136- Deyin ki: ‘Biz Allah (c.c.)’a ve bize indirilen Kuran’a, İbrâhim’e, İsmâil’e, İshâk’a, Yakub’a ve torunlarına indirilenlere; Mûsâ’ya ve İsâ’ya verilenlere ve bütün peygamberlere Rableri tarafından verilen âyetlere inandık. Onlardan hiçbirini diğerine ayırt etmeyiz. Biz Allah (c.c.)’a boyun eğen Müslümanlarız.’
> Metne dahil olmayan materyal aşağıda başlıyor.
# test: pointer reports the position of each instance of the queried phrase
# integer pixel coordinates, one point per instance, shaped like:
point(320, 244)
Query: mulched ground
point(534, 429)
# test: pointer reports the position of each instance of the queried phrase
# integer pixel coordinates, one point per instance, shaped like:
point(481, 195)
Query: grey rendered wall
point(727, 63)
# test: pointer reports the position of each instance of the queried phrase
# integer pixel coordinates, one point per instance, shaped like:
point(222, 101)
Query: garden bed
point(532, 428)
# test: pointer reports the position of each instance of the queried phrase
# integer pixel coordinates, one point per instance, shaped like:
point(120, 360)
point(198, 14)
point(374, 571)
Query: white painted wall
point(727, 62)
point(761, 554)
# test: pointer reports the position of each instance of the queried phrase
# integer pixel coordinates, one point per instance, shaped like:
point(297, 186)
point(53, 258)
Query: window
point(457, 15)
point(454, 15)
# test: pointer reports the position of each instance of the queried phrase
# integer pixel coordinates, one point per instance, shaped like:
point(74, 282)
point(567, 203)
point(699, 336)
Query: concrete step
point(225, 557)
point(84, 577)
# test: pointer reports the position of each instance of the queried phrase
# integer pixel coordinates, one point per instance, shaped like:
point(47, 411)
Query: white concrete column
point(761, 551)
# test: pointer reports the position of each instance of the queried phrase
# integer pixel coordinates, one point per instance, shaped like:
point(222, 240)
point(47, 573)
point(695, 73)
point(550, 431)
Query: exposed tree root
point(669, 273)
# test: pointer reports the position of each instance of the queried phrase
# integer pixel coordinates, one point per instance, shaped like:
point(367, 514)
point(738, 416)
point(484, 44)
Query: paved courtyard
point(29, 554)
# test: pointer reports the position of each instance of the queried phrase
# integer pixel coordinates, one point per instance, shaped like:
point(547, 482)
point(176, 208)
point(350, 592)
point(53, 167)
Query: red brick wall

Cenâb-ı Hakk, Hâtemü’n nebî olan Efendimizin ümmetini yanlış yöne sevk edip eğriyi doğru, dalaleti hidâyet gibi gösterenlere karşı uyardıktan sonra, doğru yolu, doğru sözü tarif ve telkin ediyor. Böylece hem gerçek inanç tâlim ediliyor, hem de yanlışa dâvet edenlere de yolun doğrusu gösteriliyor. Önce gönül bahçesinin bozuk itikat, kötü tiynet ve niyetten arındırmak, sonra da iman tohumunu ekmek murad ediliyor.
Biz, Allah’a ve bize indirilen Kuran’a, İbrahim (a.s.) ve oğulları İsmail, İshak, torunu Yakub ve diğerlerine indirilen suhuflara Mûsâ’ya verilen Tevrat’a, İsa’ya verilen İncil’e inanırız, ama hangi İncil’e?
Cenâb-ı Hakk’dan bizzat peygamberlerine indirilen kitaplara indirildiği şekilde inanırız, dememiz isteniyor. Zaten semavi kitaplar asılda daima birbirini tasdik eder. Çünkü aynı kaynaktan geliyor, aynı inancı telkin ediyorlar. Gaye aynı, hedef aynı, yön aynı. Hepsi de son Peygamberin geleceğini, vasıflarını, gelecek kitabı haber verip tasdik ediyor. Hiçbiri ‘yahudi ol kurtul - hristiyan ol kurtul, hidâyet budur’ demiyor.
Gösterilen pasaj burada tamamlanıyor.